Review by Ian Keogh
There’s an extremely grim beginning to Monster as we’re treated to twelve year old Kenny going through the process of digging a grave for his abusive father as he recalls how the man’s death came about. That opening chapter is the only series work by Alan Moore, and the suspicion is that he had something even bleaker in mind for the continuation.
The strip is turned over to the writing team of Alan Grant and John Wagner, and while still dark and sometimes disturbing, their approach gradually has an infusion of humour. With his remaining family now all dead, Kenny learns the unpleasant family secret.

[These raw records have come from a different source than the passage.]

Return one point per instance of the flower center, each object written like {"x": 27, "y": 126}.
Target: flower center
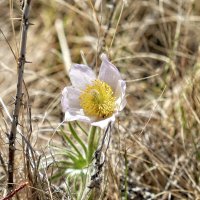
{"x": 98, "y": 99}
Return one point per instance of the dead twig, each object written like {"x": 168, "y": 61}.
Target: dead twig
{"x": 9, "y": 196}
{"x": 19, "y": 95}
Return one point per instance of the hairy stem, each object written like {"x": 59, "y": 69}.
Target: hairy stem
{"x": 19, "y": 95}
{"x": 91, "y": 138}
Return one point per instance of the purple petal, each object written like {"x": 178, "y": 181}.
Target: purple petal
{"x": 120, "y": 95}
{"x": 70, "y": 98}
{"x": 109, "y": 73}
{"x": 81, "y": 75}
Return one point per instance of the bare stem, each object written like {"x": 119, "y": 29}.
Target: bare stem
{"x": 19, "y": 95}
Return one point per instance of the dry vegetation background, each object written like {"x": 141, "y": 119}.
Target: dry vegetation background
{"x": 155, "y": 147}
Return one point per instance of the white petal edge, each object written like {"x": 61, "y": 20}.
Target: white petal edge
{"x": 104, "y": 123}
{"x": 108, "y": 72}
{"x": 70, "y": 98}
{"x": 76, "y": 114}
{"x": 120, "y": 93}
{"x": 81, "y": 75}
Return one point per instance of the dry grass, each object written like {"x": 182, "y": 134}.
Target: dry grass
{"x": 155, "y": 147}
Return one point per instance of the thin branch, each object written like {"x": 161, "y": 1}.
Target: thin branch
{"x": 19, "y": 95}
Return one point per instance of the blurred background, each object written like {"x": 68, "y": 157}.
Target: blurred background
{"x": 155, "y": 146}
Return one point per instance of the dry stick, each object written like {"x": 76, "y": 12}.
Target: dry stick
{"x": 19, "y": 95}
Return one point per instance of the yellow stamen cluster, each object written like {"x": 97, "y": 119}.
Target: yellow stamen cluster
{"x": 98, "y": 99}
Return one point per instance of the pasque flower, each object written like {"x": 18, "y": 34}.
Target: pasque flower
{"x": 91, "y": 99}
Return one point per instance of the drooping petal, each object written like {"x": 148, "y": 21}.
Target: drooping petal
{"x": 120, "y": 95}
{"x": 76, "y": 114}
{"x": 109, "y": 73}
{"x": 104, "y": 123}
{"x": 70, "y": 98}
{"x": 81, "y": 75}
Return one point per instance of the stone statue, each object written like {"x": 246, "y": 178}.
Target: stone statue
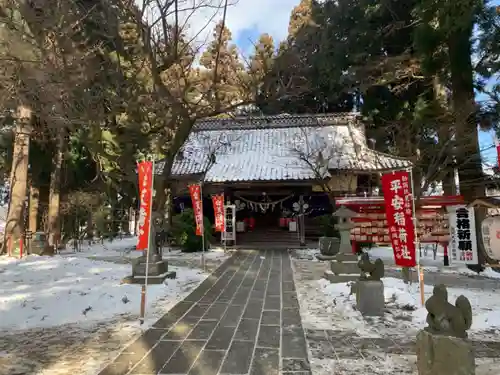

Chained in the attic is his monstrous looking Uncle Terry, who’s never known anything other than his surroundings, and brutal treatment over the years has developed a brutal personality that Kenny attempts to prevent going too far off the tracks.
This variation on the story of Frankenstein’s Monster is drawn by Jesus Redondo (other than the opening chapter by Italian artist Heinzl). Redondo supplies a suitably innocent looking Kenny, and a suitably deformed Terry, while pouring the details into the backgrounds. Like other Spanish artists working on strips set in Britain, he’s not great on research, tending to draw the trains and police cars as if Spanish and Blackpool as a small town surrounded by countryside, but he seems to have been supplied with reference for the Scottish scenes.
That’s because Kenny’s heard there’s a doctor that might be able to treat Terry in the North of Scotland, so much of the strip’s first half is the journey there, with Wagner and Grant revelling in the dialogue once they reach Cromarty. Old hands at pushing the right buttons, they include enough adventure and violence in every four page episode to keep the intended young audience coming back for more. They’re also imaginative about the settings provided for Terry to rampage through, introducing the likes of funfairs, Scottish country estates and assorted encounters with aggressive tramps before setting the final third in Australia.
Terry having to survive without the guidance of the jettisoned Kenny is a good move, as without him Terry is able to wander into more dangerous situations. However, while Monster may prod some joyous childhood memories for those who read it back in the day, it’s not a lost masterpiece.